Doctors in these PHCs are concerned about patient load.
Primary Health Center (PHC) authorities said that they face is a shortage of human resources.
Dr. Girija, a PHC Medical officer from Kumbalgudu said, “Here the patient load is more so we are having lack of health staff, though doctors are sufficient, but we have a shortage of staff nurses currently.”
She said that having only one nurse in the PHC means that specific care cannot be given. “There is stress on the staff nurse; she has to take up more work load we have to manage the crowd. We have been here for last eight years and we requisition every year, but not much staff recruitment is done,” she said.
Indian Public Health Standards (IPHS) PHCs states that hospitals require 25,000 doctors across India to tend to a minimum of 40 patients per doctor every day. But with a shortage of 3,027 doctors, 1,974 PHCs are left without doctors and 12 percent of patients go without access to primary health care every day.
Harish Nalawade, Policy Research Associate to the Minister for Health and Family Welfare, Government of Karnataka said that most PHCs do not have the ideal numbers of staff.
Rural Health Statistics Karnataka states that in 2019 – 2020, in 2,380 PHCs and 9,188 sub-centers, there is a short fall of 105 doctors, 606 pharmacists and 327 physicians.
Today’s morbidity and mortality rate may be a result of this shortfall and less community reach with the primary health service said Nalawade, adding that this could be debatable.
According to a report about establishing model PHCs, then Chief Minister Yediyurappa told reporters that the number of doctors would be increased from one to a minimum of three to four.
But Radha, a field worker in a Kumbalgodu PHC said, “We require two doctors for a population of 30,000 – 40,000 people. It is very difficult to handle the patients with just one doctor. If there would be a minimum of three to four doctors it would be much easier to serve our patients.”

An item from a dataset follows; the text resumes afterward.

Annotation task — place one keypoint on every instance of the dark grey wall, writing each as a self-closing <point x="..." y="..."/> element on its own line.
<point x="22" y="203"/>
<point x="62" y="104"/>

Many other PHCs around the area also said they only have one doctor with three nurses and that this poses difficulty for the patients.
Avinash, one of the patients, said he had to sit for long hours before his turn came and until then, he had to bear the pain. “Usually the hospital is crowded with patients, with just one staff it is very much difficult for us as patients to access proper care.”
Hemsesh and Sangeetha also expressed similar grievances of long hours of wait and sometimes patients aren’t given enough care.
Karthik K.L, Project Coordinator of Community Health Center, an NGO said that strengthening PHCs and sub centers will ease the burden of health staff and have a balanced crowd of patients.
“Health work force recruitment in rural areas is not met because of the lack of facilities available for physicians, living condition in rural area is not satisfactory and another major reason is the absenteeism.” said Karthik.
Possible Future Implementation
Nalawade said that making PHC service compulsory for post-graduate MBBS students can help the state deal with the shortage. He added that AYUSH doctors could be recruited if MBBS doctors are not available. He pointed out that Karnataka has selected 25 model PHCs where residential and infrastructural provisions will attract the doctors and paramedical staff.
The Karnataka government is planning to have a medical college in each district adopt a district hospital or PHC in the Public Private Partner model (PPP).